Being Alive Newsletter reports: "Much thought has been given as to why the US, a member of the World Trade Organization, the World Health Organization and a pioneer in the development of international AIDS policy, would take such a drastic and seemingly harmful action. There have been rumors that the actions are a result of the strong financial and political ties between Al Gore and the US pharmaceutical industry. (It is reported that Al Gore has received over a million dollars from pharmaceutical companies for his presidential campaign). The drug companies are reported to fear that if the true cost of production for anti-retroviral therapies were disclosed, that severe community criticism and outrage would ensue. In fact, (AIDS activist David Scondras recently reported '...AZT in bulk can be purchased for 42 cents for a 300 mg capsule from the worldwide suppliers; it's price reflects not only profits to the manufacturer but also to the middle-man bulk buyer. The same drug retails at my local pharmacy for $5.82 per pill. This ridiculous price bears no relation to the cost of production.)
An alternative bill, Jesse Jackson, Jr. is sponsoring in the House of Representatives called the Human Rights, Opportunity , Partnership and Empowerment (HOPE) for Africa Act offers real, if limited, assistance to poor countries being annihilated by the AIDS pandemic."
The Philadelphia Lesbian and Gay Task Force, takes a strong position: "Over the short and long-term, we need a conceptual shift among world policy makers and its citizens -- a shift that recognizes the inherent inhumanity of an economic system that thrives on the social and economic exploitation of all human beings -- but particularly people who are poor and people of color. We must be vigilant, courageous, and precise in demanding that public and private safety, and welfare as human rights rather than entitlements for the privileged few.

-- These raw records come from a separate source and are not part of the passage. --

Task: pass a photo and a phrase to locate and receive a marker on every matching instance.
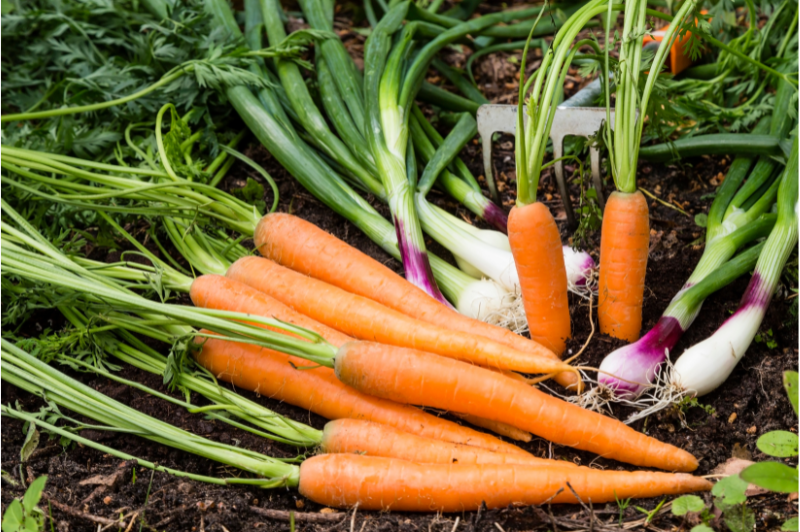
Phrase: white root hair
(663, 393)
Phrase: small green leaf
(740, 519)
(12, 519)
(31, 442)
(33, 494)
(730, 491)
(686, 504)
(772, 476)
(701, 219)
(778, 443)
(790, 383)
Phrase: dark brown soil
(750, 403)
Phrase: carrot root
(624, 245)
(375, 439)
(366, 319)
(503, 429)
(307, 249)
(375, 483)
(536, 245)
(274, 375)
(415, 377)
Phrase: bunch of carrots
(397, 347)
(394, 347)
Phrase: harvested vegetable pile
(255, 274)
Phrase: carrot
(277, 376)
(415, 377)
(375, 483)
(536, 246)
(221, 293)
(624, 244)
(303, 247)
(375, 439)
(503, 429)
(365, 319)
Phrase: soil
(87, 490)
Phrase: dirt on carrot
(91, 485)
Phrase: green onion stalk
(85, 189)
(737, 216)
(306, 109)
(471, 296)
(392, 78)
(705, 366)
(32, 375)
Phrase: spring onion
(703, 367)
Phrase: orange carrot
(303, 247)
(277, 376)
(503, 429)
(375, 439)
(221, 293)
(375, 483)
(624, 244)
(536, 246)
(365, 319)
(415, 377)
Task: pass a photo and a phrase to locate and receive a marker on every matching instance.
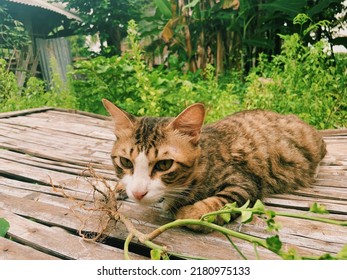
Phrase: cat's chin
(149, 201)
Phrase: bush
(128, 82)
(302, 80)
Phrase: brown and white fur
(195, 169)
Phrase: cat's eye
(163, 165)
(126, 163)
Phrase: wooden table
(48, 146)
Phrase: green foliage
(4, 227)
(107, 18)
(8, 82)
(34, 94)
(131, 84)
(303, 80)
(12, 32)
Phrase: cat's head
(155, 157)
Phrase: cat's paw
(120, 192)
(193, 212)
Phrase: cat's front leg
(200, 208)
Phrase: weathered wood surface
(45, 146)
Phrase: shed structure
(47, 24)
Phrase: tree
(232, 33)
(107, 18)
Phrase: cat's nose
(139, 195)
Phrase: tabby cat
(196, 169)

Today, we are challenging Vice President Gore in his role as US Chair of the Bi-national Commission on South Africa, to make a public commitment to end his harassment of the proposed trade sanctions against South Africa for exercising its right to manufacture and import generic drugs intended to prolong and save the lives of its more than 3 million HIV positive citizens, most of whom are poor and people of color, many of whom are pregnant women...."

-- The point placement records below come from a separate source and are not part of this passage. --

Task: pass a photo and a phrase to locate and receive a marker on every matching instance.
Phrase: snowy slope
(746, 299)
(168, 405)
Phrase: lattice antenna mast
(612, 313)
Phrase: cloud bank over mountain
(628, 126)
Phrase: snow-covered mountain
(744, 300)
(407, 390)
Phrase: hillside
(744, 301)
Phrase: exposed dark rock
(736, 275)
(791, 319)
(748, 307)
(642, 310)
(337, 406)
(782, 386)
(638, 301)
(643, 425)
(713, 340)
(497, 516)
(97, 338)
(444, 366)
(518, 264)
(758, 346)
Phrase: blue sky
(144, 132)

Gore Supporters say that the Vice President supports efforts to provide South Africa with AIDS drugs at reduced prices and he is working to create a framework to make that happen. Others are afraid that the activist groups may turn voters away from a person who they think would be a "good" candidate for the presidency.

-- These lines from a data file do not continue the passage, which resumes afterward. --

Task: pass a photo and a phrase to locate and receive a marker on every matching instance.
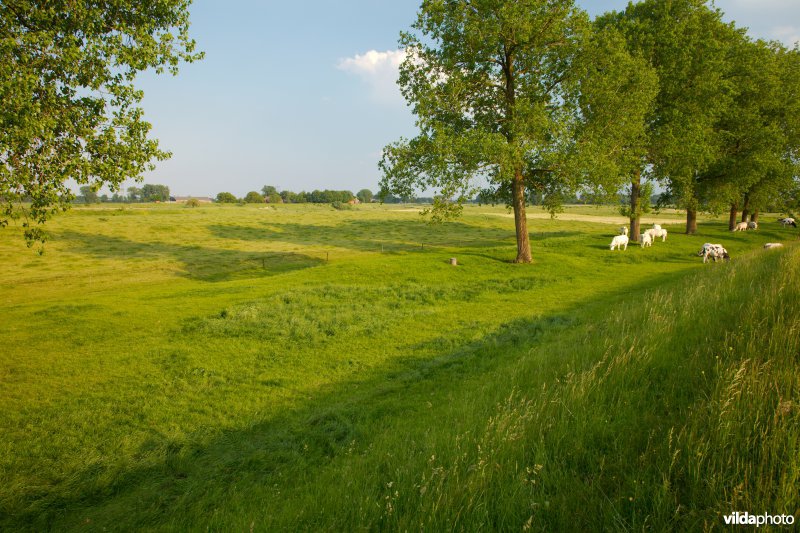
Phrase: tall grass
(216, 367)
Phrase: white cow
(714, 251)
(619, 241)
(741, 226)
(653, 233)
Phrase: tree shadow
(196, 262)
(307, 436)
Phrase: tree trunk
(691, 221)
(520, 220)
(746, 207)
(636, 191)
(732, 217)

Hundreds of protesters from ACT UP Philadelphia showed up at Gores' evening fund-raiser, contending trade policies he supports are making it difficult to get affordable AIDS drugs to people who need them in South Africa. AIDS activists said they would continue disrupting his events until the United States drops official trade complaints against South Africa over the AIDS medicines issue. ACT UP promised to keep protesting and said it would challenge other presidential candidates on the issue too. (To get involved on this level call ACT UP Philly @ 215.731.1844) ACT UP urges you to call Congress toll free at 1.888.449.3511 and persuade your representative to vote "NO" on the AGOA bill.
South Africa is desperate to stop the epidemic in their country which now afflicts 3 million of its 43 million citizens.
Being Alive asks their readers and we are asking ours: "Let your US Representative know that you oppose the AGOA Clinton Administration sponsored bill and ask her/him to support the Jesse Jackson, HOPE for Africa Act. Newsletter readers have an opportunity to make your voices heard. You can contact your local member of Congress by calling her/his office, or the Congressional switchboard at 202.224.3121. If you do not know who your congressional representative is, give the switchboard operator your address or zip code and they can connect you. Ask your Representative to support the HOPE for Africa Act and oppose the African growth and Opportunity Act.